Still, being a sole proprietor comes with its own tax considerations. Fortunately, this guide can help break down the important aspects of navigating taxes if you’ve chosen to run your business as a sole proprietorship.
Taxability: Sole proprietor and Limited Liability Company
A sole proprietor is how the IRS identifies an individual who engages in business without owning a legal entity. When an individual receives income outside of being an employee, that income is taxed at their individual tax rate. This is known as pass-through taxation and occurs in single-member limited liability companies and partnerships. Sole proprietors report their income and expenses on a form called Schedule C. Then this form is attached to their personal income tax return, Form 1040. A sole proprietor is obligated to report all income they earn.
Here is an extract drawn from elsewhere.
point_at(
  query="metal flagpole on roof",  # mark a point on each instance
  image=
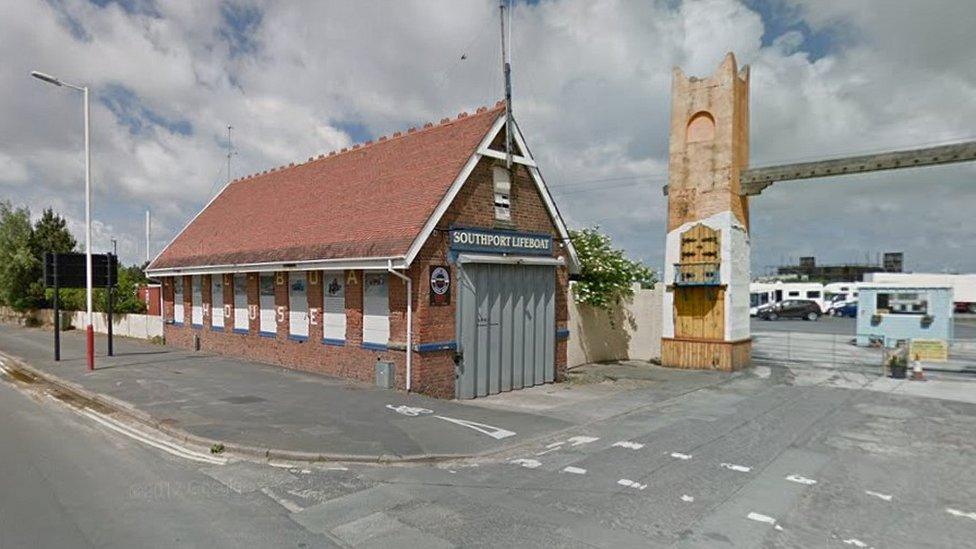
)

If a sole proprietor will owe over $1,000 in taxes to the IRS, they should plan to pay quarterly estimated taxes.
An owner of a single member limited liability is taxed the same way and uses the same forms as a sole proprietor.
Sole proprietorships are the easiest business entity structures to self-manage when you have a relatively low income. You also don’t have to formally establish a business entity.
Required tax payments
Sole proprietors must pay more taxes than they would if they were just regular W-2 employees. Once you start engaging in business, you become liable for federal and state taxes. Your business taxes depend on your business industry, location, business operations, employees, and other variables. ComplYant assists small business owners in managing these taxes by providing users with a Tax Calendar that encompasses all their tax due dates, forms, and payment options.
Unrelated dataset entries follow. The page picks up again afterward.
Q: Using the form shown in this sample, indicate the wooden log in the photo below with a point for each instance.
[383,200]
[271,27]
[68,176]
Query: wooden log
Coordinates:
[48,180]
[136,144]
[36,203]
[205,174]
Unlike legal entities, sole proprietors are not responsible for paying unemployment taxes.
There are some federal tax forms you should know.
Income Tax Forms
Income Tax Forms
Estimated Income Tax
Estimated Income Tax
Other State Taxes
Other tax forms
Federal tax forms you should know
Federal income tax
Schedule C (Form 1040 or 1040-SR), Profit or Loss from Business
Unlike a W-2, you will report your income and expenses on Schedule C. Schedule C is a replication of your profit and loss statement of your business, so it would be handy to have your company’s profit and loss statement on hand.
Schedule SE (Form 1040 or 1040-SR), Self-Employment Tax
Sole proprietors pay self-employment tax at a rate of 15.3%. Typically, an employer would be responsible for 7.65% of this amount, and the remaining 7.65%, (known as FICA) is the responsibility of the employee. Since a sole proprietor is responsible for the entire amount, they can deduct 50% of the total amount you paid on Schedule C.
Other information returns
As a sole proprietor, you should provide a W-9 to the business that provides you payment for your services. The company will use the information on your W-9 to provide you with a 1099-NEC, which you will use to report your other income on Schedule C.
Non-employee compensation is reported to the IRS on Form 1099-NEC. A sole proprietor should receive a 1099-NEC from a business that earned $600 or more in income during the tax year. Sole proprietors need to report the information from their 1099-NEC to their Schedule C exactly as shown on Form 1099. The IRS will receive a copy of your 1099-NEC and compare the information you reported to the information on the 1099-NEC they received.
You should receive this form by January 31st. If you have not, you should reach out to each business you provided services of $600 or more and request form 1099-NEC.